Before the semester closes on Michael Noonan's zoo biology class at Canisius College, his students are tasked with creating their own mini-zoo.
So the 18 students transformed Room 316 of the Health Science Building, at the corner of Jefferson and East Delavan avenues, into a South American rain forest exhibit, right down to the canopy of leaves on the ceiling and the trail of bark leading to the douroucouli night monkey.
The public is invited to check out "Tropical Trek: From Dusk 'til Dawn in the Amazon," from 9:30 a.m. to 5:30 p.m.
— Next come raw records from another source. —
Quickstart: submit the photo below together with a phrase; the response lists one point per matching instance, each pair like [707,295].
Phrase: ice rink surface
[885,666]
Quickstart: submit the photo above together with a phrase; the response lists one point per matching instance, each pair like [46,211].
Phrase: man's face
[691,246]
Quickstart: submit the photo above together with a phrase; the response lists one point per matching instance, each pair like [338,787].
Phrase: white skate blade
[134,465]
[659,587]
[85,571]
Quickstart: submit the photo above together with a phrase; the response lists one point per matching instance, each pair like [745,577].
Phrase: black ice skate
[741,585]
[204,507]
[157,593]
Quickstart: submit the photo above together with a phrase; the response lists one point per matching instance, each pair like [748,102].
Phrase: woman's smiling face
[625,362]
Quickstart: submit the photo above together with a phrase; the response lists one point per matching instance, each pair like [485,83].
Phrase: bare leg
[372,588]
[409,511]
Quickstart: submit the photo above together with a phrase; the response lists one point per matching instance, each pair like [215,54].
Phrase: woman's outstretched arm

Mondays through Fridays until Nov. 16.
For the first part of the semester, Noonan's students studied the principles of exhibitry and husbandry, and then visited several zoos as far away as Detroit and Chicago to scope out exhibits and best practices.
"It's very much like the real world," said Noonan, professor of psychology and biology, and director of Canisius' animal behavior program. "It's a simulation of what real zoos have to go through."
The students decided to create a South American rain forest exhibit, borrowing 10 species from the Buffalo Zoo, thanks to Noonan's long working relationship with the cultural institution.
In less than three weeks, the students turned an ordinary classroom into an elaborate natural habitat, even hauling in and erecting fallen trees, and keeping the room temperature at a humid 82 degrees.
The exhibits include a six-banded armadillo, a prehensile-tailed porcupine, a dwarf caiman, a douroucouli night monkey, and green and black poison dart frogs.
The zoo is glad to be part of the project, said Kevin Murphy, animal curator at the zoo and a Canisius graduate.
"The best way to educate the public is having good exhibits," Murphy said. "It's amazing [the students] do this in the time frame they do."
It was a lot of work, said Alicia DuBrava, a senior in the class.
"It was so much planning for the species' needs. There was a lot to think about," she said, "But it was worth it. I loved it."
Noonan gives the students high marks.
"These are the most wonderful students I've ever worked with," Noonan said. "These exhibits are as good as I've seen anywhere."